You could try submitting a bug here: https://github.com/dovecot/core

The specification in question can be found here: https://www.rfc-editor.org/rfc/rfc8970.html
Specifically, section 3.3 notes:

The generated string MUST NOT be content transfer encoded and MUST be
encoded in UTF-8 [RFC3629].  The server SHOULD remove any formatting
markup and do whatever processing might be useful in rendering the
preview as plain text.

If you file a bug against Dovecot, feel free to /cc me so that I can follow along and chime in if needed.

As a work-around, you could try disabling server-side PREVIEW by doing this in your code after authenticating:

client.Capabilities &= ~ImapCapabilities.Preview;

This will unfortunately make the query a bit slower, but it should provide better results until Dovecot fixes the bug.

Hope that helps.

Answer 11 · 2024-05-27T11:59:45.000Z

Yes, you're right, the IMAP server supports preview.
Sorry, when I was debugging here https://github.com/jstedfast/MailKit/blob/master/MailKit/Net/Imap/ImapFolderFetch.cs#L1273 the previewText variable was false that's why I thought preview is not supported.
Btw, regarding rfc, the link that you've provided has a status 'Proposed Standard' - so, it's not final and we can't say it's a bug ( or we can ? :))
Anyway, we're trying to fix it with dovecat configuration.

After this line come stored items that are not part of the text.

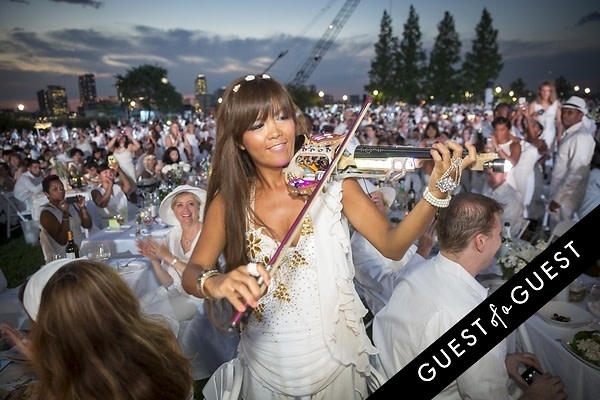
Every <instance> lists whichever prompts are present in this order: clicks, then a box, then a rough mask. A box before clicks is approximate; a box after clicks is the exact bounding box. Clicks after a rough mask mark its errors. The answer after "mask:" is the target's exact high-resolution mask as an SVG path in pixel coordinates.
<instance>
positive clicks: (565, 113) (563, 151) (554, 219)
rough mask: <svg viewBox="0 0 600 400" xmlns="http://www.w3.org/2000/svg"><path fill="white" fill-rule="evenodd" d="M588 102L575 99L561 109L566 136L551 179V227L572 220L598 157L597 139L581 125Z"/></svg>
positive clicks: (561, 142)
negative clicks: (574, 213) (595, 148)
mask: <svg viewBox="0 0 600 400" xmlns="http://www.w3.org/2000/svg"><path fill="white" fill-rule="evenodd" d="M585 114H587V108H586V103H585V100H584V99H582V98H581V97H577V96H571V97H570V98H569V99H568V100H567V101H566V102H565V103H564V104H563V105H562V107H561V121H562V124H563V127H564V129H565V130H564V132H563V135H562V137H561V139H560V141H559V143H558V148H557V152H556V157H555V160H554V166H553V168H552V177H551V180H550V196H549V199H550V204H549V206H548V209H549V211H550V226H551V227H553V226H555V225H556V224H557V223H558V222H560V221H562V220H565V219H572V218H573V214H574V213H575V211H577V209H578V208H579V205H580V203H581V200H582V199H583V196H584V194H585V189H586V183H587V180H588V176H589V174H590V163H591V161H592V156H593V155H594V145H595V143H594V137H593V136H592V135H591V133H590V131H589V130H588V129H587V128H585V127H584V126H583V124H582V122H581V120H582V119H583V116H584V115H585Z"/></svg>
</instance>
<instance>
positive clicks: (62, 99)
mask: <svg viewBox="0 0 600 400" xmlns="http://www.w3.org/2000/svg"><path fill="white" fill-rule="evenodd" d="M46 97H47V98H48V109H47V112H48V114H50V115H53V116H59V115H67V114H69V102H68V101H67V90H66V89H65V88H64V87H63V86H51V85H50V86H48V90H47V92H46Z"/></svg>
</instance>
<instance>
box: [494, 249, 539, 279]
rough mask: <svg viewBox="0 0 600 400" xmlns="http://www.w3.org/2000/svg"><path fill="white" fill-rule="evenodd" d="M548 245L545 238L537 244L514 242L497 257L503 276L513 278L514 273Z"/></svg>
mask: <svg viewBox="0 0 600 400" xmlns="http://www.w3.org/2000/svg"><path fill="white" fill-rule="evenodd" d="M546 247H548V244H547V243H546V242H545V241H543V240H538V241H537V242H536V243H535V244H532V243H529V242H522V243H515V242H513V245H512V246H511V247H510V248H509V249H508V250H507V252H506V254H504V255H502V256H501V257H498V259H497V263H498V265H499V266H500V268H501V269H502V278H503V279H510V278H512V276H513V275H514V274H516V273H517V272H519V271H520V270H521V269H523V268H524V267H525V266H526V265H527V264H529V262H530V261H531V260H533V259H534V258H535V257H536V256H537V255H538V254H540V253H541V252H542V251H544V250H545V249H546Z"/></svg>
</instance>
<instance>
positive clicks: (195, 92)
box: [194, 74, 206, 96]
mask: <svg viewBox="0 0 600 400" xmlns="http://www.w3.org/2000/svg"><path fill="white" fill-rule="evenodd" d="M194 87H195V90H194V92H195V94H196V96H199V95H202V94H206V77H205V76H204V75H203V74H200V75H198V77H197V78H196V84H195V85H194Z"/></svg>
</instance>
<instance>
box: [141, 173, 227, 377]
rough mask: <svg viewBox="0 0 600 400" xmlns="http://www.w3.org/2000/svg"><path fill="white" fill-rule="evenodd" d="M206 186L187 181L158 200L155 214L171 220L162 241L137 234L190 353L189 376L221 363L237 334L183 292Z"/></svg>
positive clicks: (168, 221)
mask: <svg viewBox="0 0 600 400" xmlns="http://www.w3.org/2000/svg"><path fill="white" fill-rule="evenodd" d="M205 201H206V192H205V191H204V190H202V189H200V188H197V187H194V186H190V185H180V186H177V188H175V190H173V191H172V192H171V193H169V195H168V196H167V197H165V199H164V200H163V201H162V203H161V204H160V208H159V211H158V214H159V216H160V218H161V219H162V221H163V222H165V223H167V224H169V225H173V228H172V229H171V231H170V232H169V235H168V236H167V240H166V244H164V243H158V242H157V241H156V240H154V239H153V238H152V237H148V238H145V239H142V240H138V248H139V250H140V253H142V254H143V255H144V256H145V257H147V258H148V259H149V260H150V261H151V263H152V266H153V268H154V271H155V273H156V275H157V277H158V279H159V280H160V282H161V283H162V285H163V286H164V287H166V288H167V291H168V292H169V302H170V304H171V307H172V308H173V311H174V312H175V316H176V317H177V320H178V321H180V322H181V321H186V322H185V323H184V324H181V325H180V329H179V334H178V337H177V339H178V341H179V344H180V346H181V349H182V350H183V352H184V354H185V355H187V356H189V357H190V358H192V366H193V368H194V379H195V380H199V379H205V378H208V377H209V376H210V375H211V374H212V373H213V372H214V371H215V370H216V369H217V368H218V367H219V366H220V365H221V364H222V363H224V362H226V361H229V360H230V359H232V358H233V357H234V356H235V352H236V349H237V344H238V341H239V336H238V335H237V333H234V334H231V333H226V332H220V331H218V330H217V329H216V328H215V327H214V326H213V325H212V323H211V322H210V320H209V318H208V314H207V313H206V311H205V308H204V306H205V304H204V300H203V299H199V298H197V297H195V296H191V295H189V294H187V293H186V292H185V291H184V290H183V288H182V286H181V275H182V274H183V270H184V269H185V267H186V265H187V262H188V260H189V258H190V256H191V254H192V250H193V249H194V247H195V246H196V242H197V241H198V237H199V236H200V232H201V231H202V217H203V211H204V203H205Z"/></svg>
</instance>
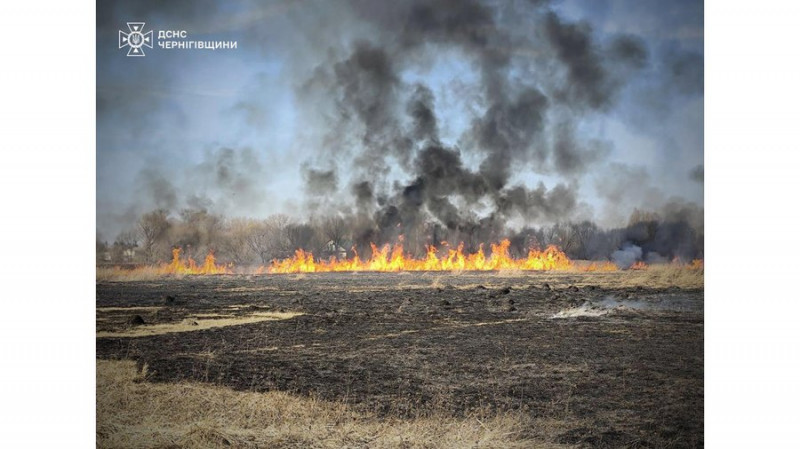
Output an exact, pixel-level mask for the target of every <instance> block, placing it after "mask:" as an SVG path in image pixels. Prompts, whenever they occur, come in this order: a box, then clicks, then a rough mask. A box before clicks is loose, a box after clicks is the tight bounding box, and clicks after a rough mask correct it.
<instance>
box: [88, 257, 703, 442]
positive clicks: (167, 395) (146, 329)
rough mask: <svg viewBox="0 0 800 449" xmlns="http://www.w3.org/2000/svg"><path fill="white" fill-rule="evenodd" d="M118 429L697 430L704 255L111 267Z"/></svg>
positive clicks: (666, 433) (522, 438) (494, 437)
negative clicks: (386, 264) (136, 278)
mask: <svg viewBox="0 0 800 449" xmlns="http://www.w3.org/2000/svg"><path fill="white" fill-rule="evenodd" d="M96 323H97V324H96V326H97V327H96V329H97V381H98V383H97V385H98V387H97V438H98V446H100V447H214V446H229V447H698V446H702V445H703V273H702V270H697V271H691V270H687V269H678V268H672V267H652V268H650V269H648V270H646V271H641V272H633V271H627V272H608V273H599V272H598V273H577V272H566V273H555V272H554V273H532V272H520V271H514V272H490V273H476V272H463V273H457V274H450V273H435V272H425V273H320V274H298V275H261V276H247V275H221V276H186V277H183V278H175V277H159V276H151V277H147V278H142V279H135V278H128V279H124V280H113V278H102V279H101V278H100V277H98V282H97V321H96Z"/></svg>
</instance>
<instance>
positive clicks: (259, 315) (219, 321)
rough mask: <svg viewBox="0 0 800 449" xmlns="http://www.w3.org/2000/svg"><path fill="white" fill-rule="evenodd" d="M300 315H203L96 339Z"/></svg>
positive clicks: (276, 319)
mask: <svg viewBox="0 0 800 449" xmlns="http://www.w3.org/2000/svg"><path fill="white" fill-rule="evenodd" d="M298 315H302V313H299V312H263V313H254V314H251V315H245V316H233V315H231V316H224V315H216V316H217V318H204V317H203V315H193V316H190V317H187V318H186V319H185V320H183V321H181V322H179V323H161V324H152V325H144V326H138V327H133V328H130V329H126V330H124V331H121V332H97V334H96V336H97V337H145V336H149V335H161V334H168V333H171V332H191V331H199V330H204V329H211V328H213V327H224V326H236V325H239V324H250V323H258V322H261V321H275V320H286V319H289V318H294V317H296V316H298Z"/></svg>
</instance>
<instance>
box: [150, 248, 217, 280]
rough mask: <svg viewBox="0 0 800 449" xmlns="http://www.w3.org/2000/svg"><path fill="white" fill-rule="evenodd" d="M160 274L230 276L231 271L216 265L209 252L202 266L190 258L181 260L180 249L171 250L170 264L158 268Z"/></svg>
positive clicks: (209, 252) (203, 262)
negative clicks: (217, 274) (159, 267)
mask: <svg viewBox="0 0 800 449" xmlns="http://www.w3.org/2000/svg"><path fill="white" fill-rule="evenodd" d="M159 273H160V274H230V273H231V270H230V269H229V268H228V267H226V266H224V265H217V263H216V259H215V258H214V253H212V252H209V253H208V255H206V259H205V260H204V261H203V264H202V265H197V262H195V261H194V259H192V258H191V257H187V258H186V260H185V261H184V260H182V259H181V249H180V248H173V249H172V262H170V263H169V264H165V265H162V266H161V267H160V268H159Z"/></svg>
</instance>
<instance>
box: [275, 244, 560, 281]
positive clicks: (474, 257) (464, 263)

Disabling server-side PREVIEW is an option, but not preferable
Just a question - why we can't read response from preview base on body charset instead of UTF-8
Or it'll be breaking change because in most cases it's returned as UTF-8 ?

Answer 12 · 2024-05-27T22:05:58.000Z

the previewText variable was false that's why I thought preview is not supported.

Don't worry about it, I can understand why you misunderstood.

Btw, regarding rfc, the link that you've provided has a status 'Proposed Standard' - so, it's not final and we can't say it's a bug ( or we can ? :))

We can say it's a bug because clients and servers are supposed to implement specifications exactly or they aren't worth writing.

Anyway, we're trying to fix it with dovecat configuration. Disabling server-side PREVIEW is an option, but not preferable

You don't have to disable it in Dovecot in a config file, just disable it in MailKit by using the snippet I pasted in my previous comment.

Just a question - why we can't read response from preview base on body charset instead of UTF-8
Or it'll be breaking change because in most cases it's returned as UTF-8 ?

Because we don't necessarily know the body charset.

Answer 13 · 2024-05-28T07:49:07.000Z

if we don't know anything about body charset, how do we read Korean text in the subject ? I thought, in most cases it should be the same.

Answer 14 · 2024-05-28T13:45:19.000Z

Every header (or even every email address in a To/From/Cc header) and every MIME part of the message can use a different charset.

You can't rely on a subject charset to be the same as the body.